How SEO Backlinks approaches this
Before a campaign starts, we agree which pages need authority and check that your internal links can actually carry it there. Then we earn digital PR backlinks on real publications and point them at the right entry pages, so the authority has somewhere sensible to flow. We would rather a campaign land fewer links that reach your commercial pages than a pile that pools on the homepage. To map your target pages and the routes to them, book a call.
Keep reading
- What are backlinks?, the fundamentals in plain English
- Digital PR backlinks, our core editorial link service
- How link building works, the mechanics end to end
- Anchor text, getting your link text right
- Link building services, the managed offer
FAQs
What is the difference between an internal link and a backlink?
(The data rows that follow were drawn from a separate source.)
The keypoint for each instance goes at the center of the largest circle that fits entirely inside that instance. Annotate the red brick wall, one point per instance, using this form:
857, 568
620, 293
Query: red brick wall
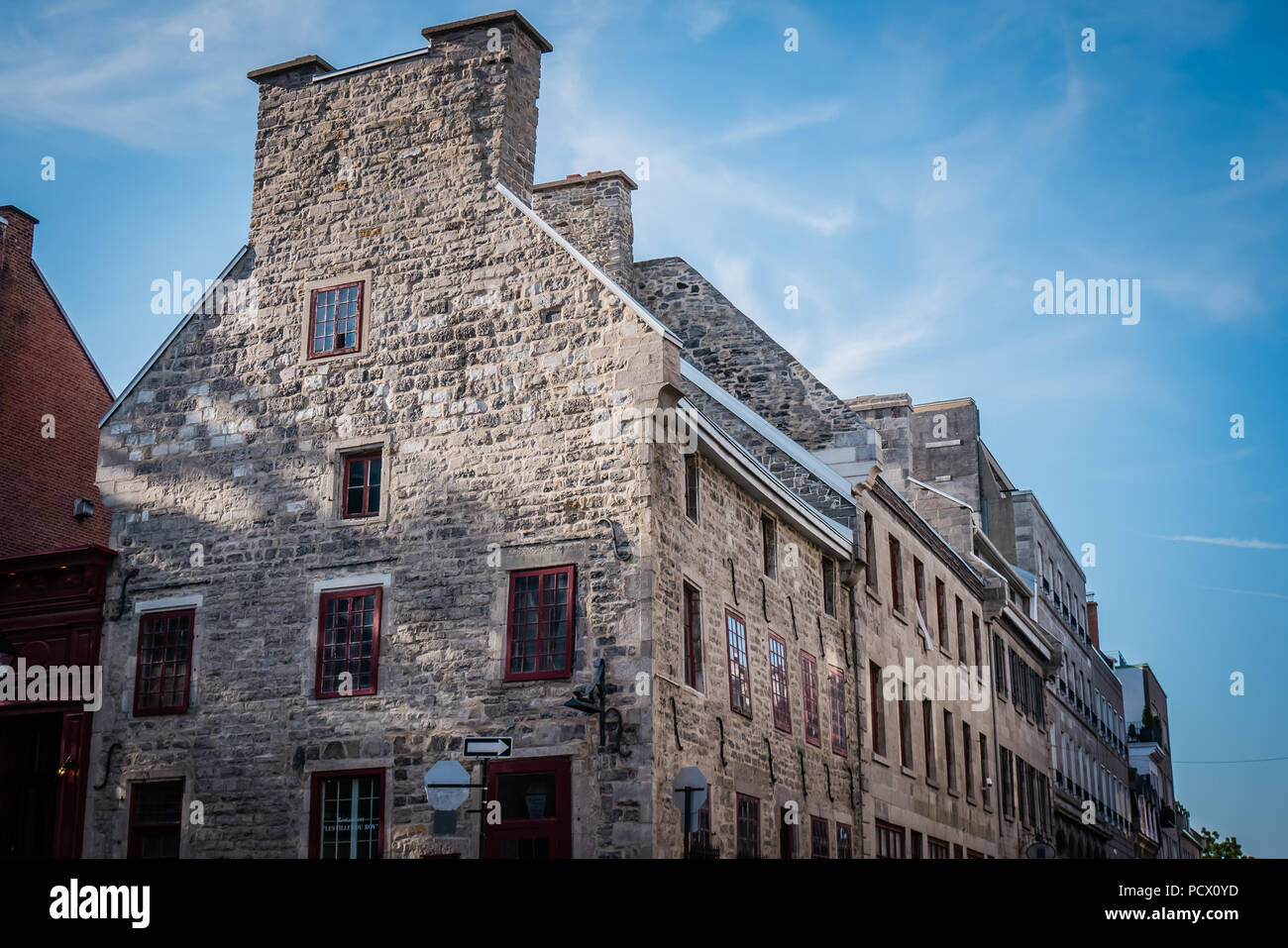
44, 371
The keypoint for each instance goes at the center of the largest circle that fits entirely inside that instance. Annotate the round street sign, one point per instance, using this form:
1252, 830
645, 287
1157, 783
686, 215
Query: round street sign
447, 797
690, 777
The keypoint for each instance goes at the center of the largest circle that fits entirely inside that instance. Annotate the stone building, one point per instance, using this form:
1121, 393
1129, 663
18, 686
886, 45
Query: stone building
53, 557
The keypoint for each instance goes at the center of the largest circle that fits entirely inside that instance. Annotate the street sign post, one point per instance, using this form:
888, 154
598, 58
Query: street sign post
488, 747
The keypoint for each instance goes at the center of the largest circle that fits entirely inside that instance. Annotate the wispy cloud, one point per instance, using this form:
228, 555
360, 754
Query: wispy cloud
1232, 541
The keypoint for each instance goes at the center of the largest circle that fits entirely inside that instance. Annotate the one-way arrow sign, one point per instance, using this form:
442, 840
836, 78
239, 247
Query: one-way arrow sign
488, 746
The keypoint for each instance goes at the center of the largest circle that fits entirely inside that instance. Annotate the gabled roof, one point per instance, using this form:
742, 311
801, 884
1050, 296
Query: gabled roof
174, 334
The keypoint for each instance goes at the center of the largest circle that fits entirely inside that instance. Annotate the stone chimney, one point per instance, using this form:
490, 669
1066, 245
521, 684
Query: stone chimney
402, 137
593, 213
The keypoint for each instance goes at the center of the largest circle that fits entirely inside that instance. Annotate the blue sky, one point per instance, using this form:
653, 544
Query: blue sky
812, 168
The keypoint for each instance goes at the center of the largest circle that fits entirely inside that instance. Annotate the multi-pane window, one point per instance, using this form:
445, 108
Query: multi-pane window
748, 827
819, 845
540, 629
876, 712
844, 841
778, 685
949, 755
809, 687
347, 818
739, 675
870, 540
905, 730
941, 613
364, 481
836, 690
335, 321
927, 729
769, 545
691, 485
156, 819
348, 643
163, 662
961, 630
889, 840
896, 576
692, 638
983, 767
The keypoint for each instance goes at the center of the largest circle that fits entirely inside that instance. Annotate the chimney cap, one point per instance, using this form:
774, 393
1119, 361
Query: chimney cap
568, 180
542, 43
317, 62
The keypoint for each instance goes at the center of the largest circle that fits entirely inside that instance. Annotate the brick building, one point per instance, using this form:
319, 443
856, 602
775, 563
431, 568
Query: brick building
53, 556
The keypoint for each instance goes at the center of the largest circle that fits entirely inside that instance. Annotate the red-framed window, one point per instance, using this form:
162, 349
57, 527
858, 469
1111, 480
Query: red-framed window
918, 587
156, 819
348, 643
691, 485
961, 630
692, 638
809, 693
739, 675
943, 613
536, 809
347, 814
769, 545
905, 730
540, 629
162, 675
927, 728
748, 827
364, 483
949, 754
844, 841
335, 320
896, 576
819, 845
889, 840
778, 685
876, 712
870, 539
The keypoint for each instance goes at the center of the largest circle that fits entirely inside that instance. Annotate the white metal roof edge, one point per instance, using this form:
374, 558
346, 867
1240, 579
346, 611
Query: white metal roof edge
72, 327
174, 334
631, 303
761, 427
737, 454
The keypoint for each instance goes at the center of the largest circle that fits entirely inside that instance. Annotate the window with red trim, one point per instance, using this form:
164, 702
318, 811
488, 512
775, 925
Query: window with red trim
896, 576
836, 690
163, 668
876, 712
364, 483
889, 840
778, 685
540, 629
692, 638
335, 320
156, 819
348, 643
818, 839
844, 841
748, 827
347, 814
809, 689
739, 675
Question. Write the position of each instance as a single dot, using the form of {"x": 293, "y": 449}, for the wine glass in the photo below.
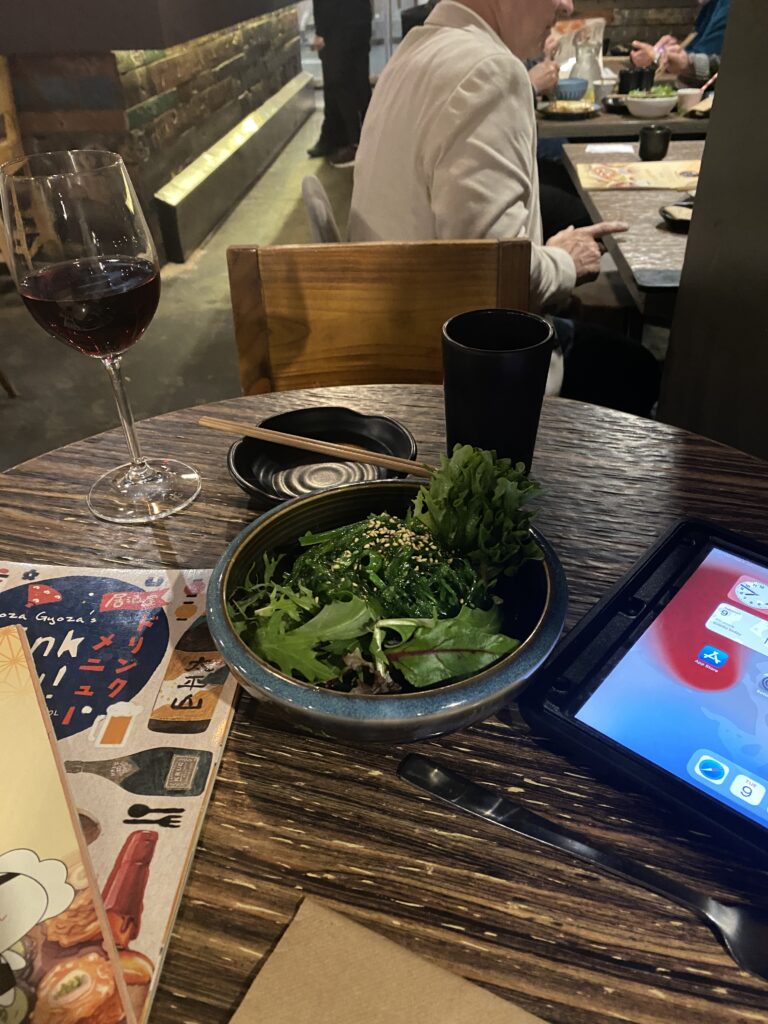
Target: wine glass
{"x": 85, "y": 265}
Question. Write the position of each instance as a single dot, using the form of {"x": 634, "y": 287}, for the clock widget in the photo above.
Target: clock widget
{"x": 751, "y": 592}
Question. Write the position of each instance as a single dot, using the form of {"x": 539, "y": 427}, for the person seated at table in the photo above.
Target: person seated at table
{"x": 559, "y": 201}
{"x": 448, "y": 151}
{"x": 696, "y": 62}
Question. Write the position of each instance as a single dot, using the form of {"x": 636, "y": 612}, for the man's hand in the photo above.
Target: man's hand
{"x": 666, "y": 41}
{"x": 676, "y": 60}
{"x": 643, "y": 54}
{"x": 581, "y": 245}
{"x": 544, "y": 76}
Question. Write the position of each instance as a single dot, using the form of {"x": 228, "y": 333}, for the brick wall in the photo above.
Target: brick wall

A backlink comes from a different website and acts as a third-party vote of trust. An internal link connects two pages on your own site, helps search engines understand your structure, and passes authority between your pages. One brings value in; the other distributes it.
Which matters more for rankings?
Neither in isolation. Backlinks tend to be the harder, more decisive signal because you cannot create them yourself, but they are wasted if your internal linking strips the authority before it reaches your commercial pages. As Yoast puts it, internal links distribute the link equity your backlinks earn. The two only work properly together.
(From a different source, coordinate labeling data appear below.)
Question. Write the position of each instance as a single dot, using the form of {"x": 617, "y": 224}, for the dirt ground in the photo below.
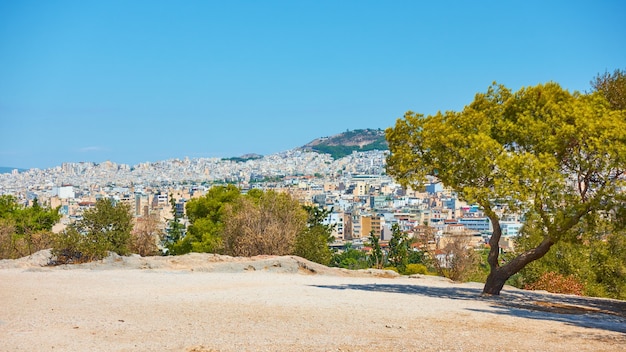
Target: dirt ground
{"x": 204, "y": 302}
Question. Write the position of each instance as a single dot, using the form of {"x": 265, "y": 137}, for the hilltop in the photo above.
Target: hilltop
{"x": 345, "y": 143}
{"x": 204, "y": 302}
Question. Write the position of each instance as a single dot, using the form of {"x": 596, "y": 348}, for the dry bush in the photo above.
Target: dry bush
{"x": 457, "y": 260}
{"x": 267, "y": 225}
{"x": 557, "y": 283}
{"x": 13, "y": 246}
{"x": 146, "y": 235}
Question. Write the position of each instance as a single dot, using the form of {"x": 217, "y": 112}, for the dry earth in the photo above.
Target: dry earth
{"x": 203, "y": 302}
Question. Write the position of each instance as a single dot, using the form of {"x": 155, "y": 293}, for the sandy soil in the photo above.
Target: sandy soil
{"x": 212, "y": 303}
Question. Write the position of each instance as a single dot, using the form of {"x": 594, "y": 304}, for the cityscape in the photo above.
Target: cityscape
{"x": 363, "y": 199}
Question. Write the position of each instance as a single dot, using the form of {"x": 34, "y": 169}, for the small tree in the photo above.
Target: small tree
{"x": 613, "y": 87}
{"x": 146, "y": 236}
{"x": 25, "y": 230}
{"x": 350, "y": 258}
{"x": 175, "y": 231}
{"x": 312, "y": 242}
{"x": 263, "y": 223}
{"x": 206, "y": 215}
{"x": 550, "y": 155}
{"x": 456, "y": 260}
{"x": 398, "y": 248}
{"x": 106, "y": 227}
{"x": 377, "y": 258}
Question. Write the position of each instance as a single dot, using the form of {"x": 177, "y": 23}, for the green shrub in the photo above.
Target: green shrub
{"x": 412, "y": 269}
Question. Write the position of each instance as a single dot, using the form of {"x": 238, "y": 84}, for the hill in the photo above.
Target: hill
{"x": 345, "y": 143}
{"x": 204, "y": 302}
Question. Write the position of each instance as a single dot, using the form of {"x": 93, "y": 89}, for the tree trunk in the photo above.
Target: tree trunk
{"x": 499, "y": 274}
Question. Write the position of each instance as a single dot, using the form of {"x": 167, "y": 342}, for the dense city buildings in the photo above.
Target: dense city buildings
{"x": 362, "y": 197}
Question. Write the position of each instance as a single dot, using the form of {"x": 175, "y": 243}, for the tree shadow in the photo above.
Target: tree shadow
{"x": 587, "y": 312}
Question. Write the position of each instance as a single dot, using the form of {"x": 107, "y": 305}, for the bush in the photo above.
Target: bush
{"x": 72, "y": 247}
{"x": 412, "y": 269}
{"x": 557, "y": 283}
{"x": 105, "y": 228}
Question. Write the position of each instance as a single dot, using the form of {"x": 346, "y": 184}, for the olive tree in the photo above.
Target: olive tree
{"x": 553, "y": 156}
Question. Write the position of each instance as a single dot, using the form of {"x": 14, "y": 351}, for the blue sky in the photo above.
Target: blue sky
{"x": 134, "y": 81}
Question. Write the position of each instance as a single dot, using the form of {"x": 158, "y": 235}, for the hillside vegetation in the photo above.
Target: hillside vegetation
{"x": 345, "y": 143}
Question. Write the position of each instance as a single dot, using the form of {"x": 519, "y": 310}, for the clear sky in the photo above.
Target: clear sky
{"x": 144, "y": 80}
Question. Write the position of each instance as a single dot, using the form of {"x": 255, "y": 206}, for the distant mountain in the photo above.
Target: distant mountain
{"x": 8, "y": 170}
{"x": 244, "y": 158}
{"x": 345, "y": 143}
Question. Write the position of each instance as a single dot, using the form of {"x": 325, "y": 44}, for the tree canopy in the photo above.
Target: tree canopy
{"x": 24, "y": 229}
{"x": 552, "y": 156}
{"x": 106, "y": 227}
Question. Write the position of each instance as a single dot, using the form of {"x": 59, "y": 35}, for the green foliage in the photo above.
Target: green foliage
{"x": 312, "y": 242}
{"x": 24, "y": 230}
{"x": 175, "y": 232}
{"x": 596, "y": 259}
{"x": 376, "y": 258}
{"x": 263, "y": 223}
{"x": 553, "y": 156}
{"x": 106, "y": 227}
{"x": 206, "y": 215}
{"x": 398, "y": 249}
{"x": 612, "y": 86}
{"x": 350, "y": 258}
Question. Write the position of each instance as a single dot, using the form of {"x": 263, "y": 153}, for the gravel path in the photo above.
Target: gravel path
{"x": 254, "y": 308}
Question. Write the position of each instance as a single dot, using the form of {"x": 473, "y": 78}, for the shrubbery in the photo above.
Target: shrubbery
{"x": 107, "y": 227}
{"x": 557, "y": 283}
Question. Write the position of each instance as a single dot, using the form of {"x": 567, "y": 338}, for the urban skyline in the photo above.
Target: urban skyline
{"x": 132, "y": 82}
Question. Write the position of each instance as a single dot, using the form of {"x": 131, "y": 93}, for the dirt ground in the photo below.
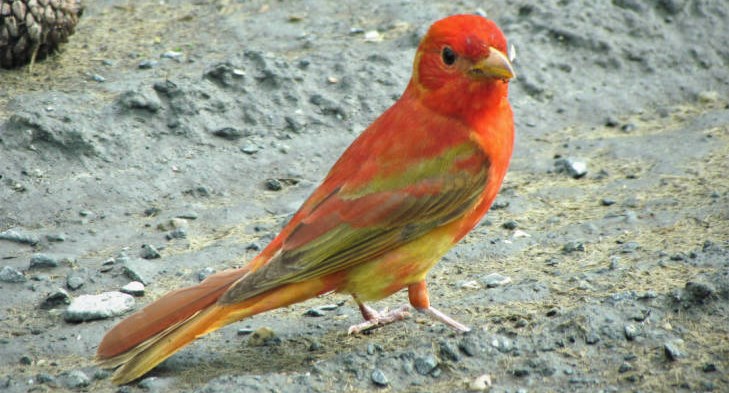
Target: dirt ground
{"x": 618, "y": 279}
Can internal links replace backlinks?
No. Internal links can move authority around your site but cannot create it; you still need other sites to vouch for you. What good internal linking does is make sure the authority you earn lands on the pages that need to rank, instead of pooling on the homepage.
Do internal links pass PageRank?
Yes. PageRank flows through any link, internal or external, so your internal linking is effectively a distribution system for the authority your backlinks bring in. Links from your strongest pages pass more value, which is why pointing them deliberately at priority pages matters.
How do PR backlinks fit with internal links?
Coverage usually links to one page, often a guide or the homepage. Internal links then carry that authority on to the commercial pages you actually want ranking. We plan target pages and internal routes before a campaign so the earned links are not wasted.